Objective
Our objective is to find new therapeutic targets to increase beta cell regeneration through replication of existing beta cells. We will do so by systematically knocking down all genes in the genome to find those that can increase beta cell proliferation.
Background Rationale
Regenerating beta cells in a type 1 diabetes patient has many potential advantages over laboratory grown beta-like cells. Own own beta cells are placed directly downstream of the gut -- a perfect place for them to sense incoming nutrients. They are also positioned directly upstream of the liver, so insulin secreted can quickly act on a highly important target organ. Finally, our own beta cells are connected to the brain with specialized nerves that allow them to begin to secrete insulin even before the food is absorbed by the gut. This allows anticipation of meals and better glucose control. Current strategies for replacement lack some or all of these advantages. While chemical inhibitors of a protein called DYRK1A have been shown to increase human beta cell replication, we believe that more targets exist.
Description of Project
Type 1 diabetes is caused by autoimmune attack on the pancreatic beta cell. The cure for type 1 diabetes must involve replacing or regenerating these critical cells (likely combined with some type of immunosuppression). While great inroads have been made, there are still very few ways to induce human beta cell replication. In the first part of this grant, we propose to study a novel receptor expressed on the human beta cell that may inhibit human beta cell replication, survival and insulin secretion.
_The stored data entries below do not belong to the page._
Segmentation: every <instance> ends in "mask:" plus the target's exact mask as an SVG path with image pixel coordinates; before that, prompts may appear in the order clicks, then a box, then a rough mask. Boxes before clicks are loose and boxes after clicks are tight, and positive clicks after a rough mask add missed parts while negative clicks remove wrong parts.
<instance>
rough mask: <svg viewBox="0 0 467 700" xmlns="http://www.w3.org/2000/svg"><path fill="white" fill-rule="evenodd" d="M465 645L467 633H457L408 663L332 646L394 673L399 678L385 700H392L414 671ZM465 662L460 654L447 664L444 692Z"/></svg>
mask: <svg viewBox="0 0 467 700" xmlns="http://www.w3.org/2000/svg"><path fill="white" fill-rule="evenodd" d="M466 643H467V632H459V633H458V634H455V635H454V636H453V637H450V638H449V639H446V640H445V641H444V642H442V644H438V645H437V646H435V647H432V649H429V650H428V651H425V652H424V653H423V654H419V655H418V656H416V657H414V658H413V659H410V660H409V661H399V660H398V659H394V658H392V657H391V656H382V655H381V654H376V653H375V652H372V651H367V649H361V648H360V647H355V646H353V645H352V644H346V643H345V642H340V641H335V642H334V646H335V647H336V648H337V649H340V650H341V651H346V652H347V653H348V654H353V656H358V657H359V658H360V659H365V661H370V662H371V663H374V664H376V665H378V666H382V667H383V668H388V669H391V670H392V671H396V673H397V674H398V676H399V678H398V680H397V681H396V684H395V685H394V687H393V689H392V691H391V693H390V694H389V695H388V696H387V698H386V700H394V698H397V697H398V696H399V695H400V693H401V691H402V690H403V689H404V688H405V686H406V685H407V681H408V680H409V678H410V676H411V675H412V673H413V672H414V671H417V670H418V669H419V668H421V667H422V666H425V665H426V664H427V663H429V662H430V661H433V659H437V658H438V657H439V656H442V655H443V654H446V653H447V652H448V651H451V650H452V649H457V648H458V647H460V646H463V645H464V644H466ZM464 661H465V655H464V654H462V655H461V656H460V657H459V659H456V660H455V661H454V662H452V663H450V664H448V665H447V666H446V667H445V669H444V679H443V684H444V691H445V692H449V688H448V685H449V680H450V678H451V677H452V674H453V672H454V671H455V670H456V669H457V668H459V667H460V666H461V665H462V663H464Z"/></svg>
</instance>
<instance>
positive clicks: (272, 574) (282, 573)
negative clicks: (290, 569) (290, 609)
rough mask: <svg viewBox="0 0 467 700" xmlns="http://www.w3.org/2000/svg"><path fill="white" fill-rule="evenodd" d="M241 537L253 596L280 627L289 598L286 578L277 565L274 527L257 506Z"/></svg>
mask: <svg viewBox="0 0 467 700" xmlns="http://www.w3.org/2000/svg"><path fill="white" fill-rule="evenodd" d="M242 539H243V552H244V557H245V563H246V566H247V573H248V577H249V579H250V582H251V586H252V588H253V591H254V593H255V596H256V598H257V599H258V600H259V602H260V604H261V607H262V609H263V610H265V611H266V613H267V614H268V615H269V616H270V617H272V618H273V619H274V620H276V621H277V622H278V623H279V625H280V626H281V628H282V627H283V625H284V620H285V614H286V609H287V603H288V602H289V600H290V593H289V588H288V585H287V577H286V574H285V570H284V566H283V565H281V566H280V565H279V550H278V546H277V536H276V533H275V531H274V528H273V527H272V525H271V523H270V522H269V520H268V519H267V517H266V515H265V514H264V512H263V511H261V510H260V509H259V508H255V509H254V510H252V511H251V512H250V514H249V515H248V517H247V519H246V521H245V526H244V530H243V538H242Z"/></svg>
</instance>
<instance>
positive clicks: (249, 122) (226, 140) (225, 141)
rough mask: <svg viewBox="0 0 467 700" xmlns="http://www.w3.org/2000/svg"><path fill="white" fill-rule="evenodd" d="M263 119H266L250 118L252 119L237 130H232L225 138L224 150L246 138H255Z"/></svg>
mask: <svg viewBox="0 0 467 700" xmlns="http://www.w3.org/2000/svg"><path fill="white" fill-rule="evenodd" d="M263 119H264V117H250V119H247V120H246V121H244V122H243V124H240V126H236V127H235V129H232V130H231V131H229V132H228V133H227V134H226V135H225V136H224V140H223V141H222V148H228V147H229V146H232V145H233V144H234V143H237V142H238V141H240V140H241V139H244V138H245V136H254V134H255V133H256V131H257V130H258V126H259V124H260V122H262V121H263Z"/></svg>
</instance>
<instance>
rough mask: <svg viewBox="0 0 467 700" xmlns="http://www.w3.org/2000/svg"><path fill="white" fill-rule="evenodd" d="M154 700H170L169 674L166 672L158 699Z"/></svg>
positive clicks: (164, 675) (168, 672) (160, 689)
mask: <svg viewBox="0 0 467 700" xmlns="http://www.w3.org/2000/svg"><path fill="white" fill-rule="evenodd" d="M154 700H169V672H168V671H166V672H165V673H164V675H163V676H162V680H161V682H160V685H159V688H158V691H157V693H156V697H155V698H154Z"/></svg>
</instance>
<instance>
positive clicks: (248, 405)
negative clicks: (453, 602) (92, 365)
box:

If our hypothesis is correct, these studies would provide the impetus to develop antagonists to this receptor as potential therapeutics for type 1 diabetes patients. In the second part of this grant, we propose to test all genes in the genome for their ability to induce human beta cell replication. Taken together, our identification of new genes and pathways that control human beta cell replication will lead to novel treatments to regenerate beta cells in type 1 diabetes patients.
Anticipated Outcome
We anticipate that completion of this grant will provide the evidence to develop drugs targeting GPCR-X as novel therapeutics to improve human beta cell proliferation and regeneration. We also anticipate finding novel genes that can regulate human beta cell proliferation.
Relevance to T1D
This proposal will test every known gene in the genome to identify all genes that could increase human beta cell proliferation. We will prioritize studying genes that have the potential to lead to new therapeutics to improve beta cell mass in type 1 diabetes patients.